Drawing mostly on surplus funds in the Texas Education Agency budget, state leaders allocated:
- $50 million for bulletproof shields for local law enforcement;
- $17.1 million for school districts to purchase silent panic alert technology;
- $10 million for rapid response training and associated travel costs for local law enforcement, including school resource officers;
- $7 million for the Texas School Safety Center to provide training, assessments, and support to school districts as they review their emergency operations plans and address campus security needs;
- $5.8 million to expand the Texas Child Health Access Through Telemedicine (TCHATT) program, which provides telemedicine services to schools to identify, assess, and treat students with behavioral and mental health needs;
- $5 million to expand fusion centers, which could help facilitate data-sharing among local, state, and federal law enforcement agencies to identify threats to school districts;
- $5 million to evaluate mental health services in Uvalde and prepare a needs assessment for the legislature;
- $4.7 million to increase the number of Multisystemic Therapy teams, which have been proven to reduce the risk of violence; and
- $950,000 to expand Coordinated Specialty Care Teams, which treat youth experiencing their first episode of psychosis.

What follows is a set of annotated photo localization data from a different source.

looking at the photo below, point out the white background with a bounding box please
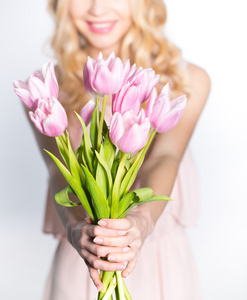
[0,0,247,299]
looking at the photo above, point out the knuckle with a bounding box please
[95,246,104,257]
[93,226,99,236]
[130,251,136,260]
[125,236,131,245]
[79,239,85,249]
[80,248,87,258]
[92,259,100,269]
[81,226,87,236]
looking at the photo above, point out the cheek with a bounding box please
[68,0,90,19]
[113,0,132,19]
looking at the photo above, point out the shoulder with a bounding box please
[185,61,211,105]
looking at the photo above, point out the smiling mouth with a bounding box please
[86,21,117,33]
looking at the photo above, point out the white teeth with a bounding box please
[90,22,113,29]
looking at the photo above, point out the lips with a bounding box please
[86,21,117,34]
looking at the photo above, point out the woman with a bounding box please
[29,0,211,299]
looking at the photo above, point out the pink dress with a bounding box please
[42,105,202,300]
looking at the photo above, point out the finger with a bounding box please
[121,259,137,278]
[85,217,93,225]
[84,241,130,258]
[85,261,103,291]
[86,225,127,238]
[107,247,135,263]
[81,248,125,272]
[98,218,134,231]
[93,234,133,248]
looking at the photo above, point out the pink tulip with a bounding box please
[127,66,160,103]
[112,80,141,115]
[146,83,187,133]
[83,52,130,97]
[29,97,68,137]
[13,61,58,110]
[109,109,150,153]
[80,98,96,126]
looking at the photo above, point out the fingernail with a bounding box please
[123,247,130,253]
[93,237,103,244]
[118,230,126,236]
[117,264,125,270]
[108,255,116,261]
[97,285,102,291]
[98,220,107,226]
[123,272,128,278]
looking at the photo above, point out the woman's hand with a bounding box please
[95,209,153,278]
[66,218,130,291]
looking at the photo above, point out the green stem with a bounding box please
[116,271,125,299]
[97,95,107,151]
[123,280,132,300]
[98,271,115,299]
[143,129,156,155]
[111,153,127,218]
[101,275,117,300]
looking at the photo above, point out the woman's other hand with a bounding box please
[66,217,130,291]
[95,209,153,278]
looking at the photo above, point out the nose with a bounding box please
[88,0,109,16]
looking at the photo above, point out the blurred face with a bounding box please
[69,0,133,57]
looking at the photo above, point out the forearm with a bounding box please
[129,154,180,236]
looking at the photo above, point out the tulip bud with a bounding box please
[83,52,130,97]
[109,109,150,154]
[80,98,97,126]
[127,66,160,103]
[13,61,58,111]
[29,97,68,137]
[112,80,141,115]
[146,83,187,133]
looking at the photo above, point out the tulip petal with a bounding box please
[13,86,37,110]
[44,62,59,99]
[145,88,157,118]
[109,112,125,145]
[120,85,140,115]
[154,95,187,133]
[32,70,44,81]
[105,51,115,63]
[93,65,116,95]
[29,110,44,133]
[42,114,65,137]
[80,98,96,126]
[28,77,49,100]
[117,121,150,153]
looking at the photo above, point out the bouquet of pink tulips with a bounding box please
[13,52,187,300]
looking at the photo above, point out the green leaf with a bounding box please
[119,149,145,198]
[118,191,135,217]
[102,133,116,171]
[119,195,173,218]
[55,136,70,167]
[95,149,113,196]
[67,133,81,184]
[118,188,153,217]
[132,187,153,201]
[111,153,127,218]
[55,186,81,207]
[81,165,110,219]
[90,106,98,151]
[75,111,94,173]
[95,147,108,200]
[45,150,95,221]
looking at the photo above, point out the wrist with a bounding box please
[127,207,155,240]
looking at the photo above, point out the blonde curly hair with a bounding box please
[47,0,192,114]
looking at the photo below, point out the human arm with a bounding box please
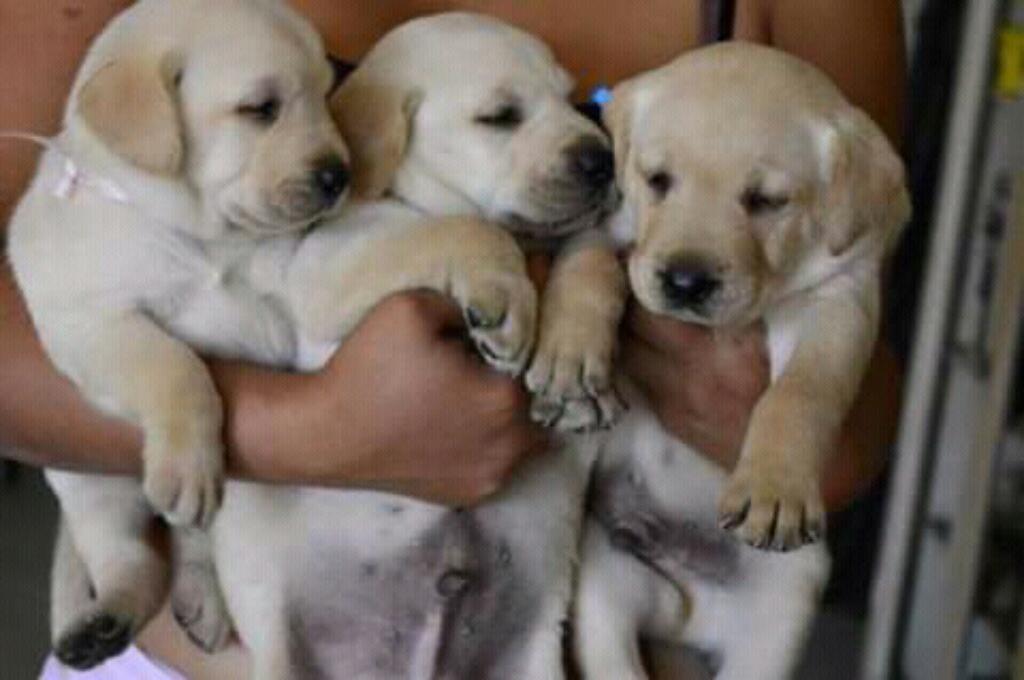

TMA and seven state specialty societies called for a multipronged approach to strengthen the state’s health and social services, including the statewide expansion of TCHATT, in written testimony submitted to the Senate’s Special Committee to Protect All Texans on June 22.
TMA welcomes the investment in TCHATT. Meanwhile, state leaders continue to evaluate a series of other proposals by TMA and the other organizations, including to:
- Establish Medicaid and Children’s Health Insurance Program payment for physicians and health care providers who screen patients for adverse childhood experiences (ACEs);
- Set a Medicaid policy framework to better integrate clinical and community services designed to address nonmedical drivers of health;
- Expand crisis intervention and trauma-informed training among health professionals, school and community leaders, and families;
- Increase outpatient and inpatient mental health hospital capacity for children and adolescents; and
- Widen Texas’ statewide Safe Gun Storage Campaign.
“We know as physicians that positive experiences in childhood – specifically safe, secure, nurturing relationships with trusted adults, such as teachers, extended family members, parents, [and] counselors – we actually know that those types of relationships can negate the toxic effect of ACEs. And that’s a powerful thing,” Lubbock pediatrician Celeste Caballero, MD, testified on behalf of TMA and the other organizations during the special committee hearings.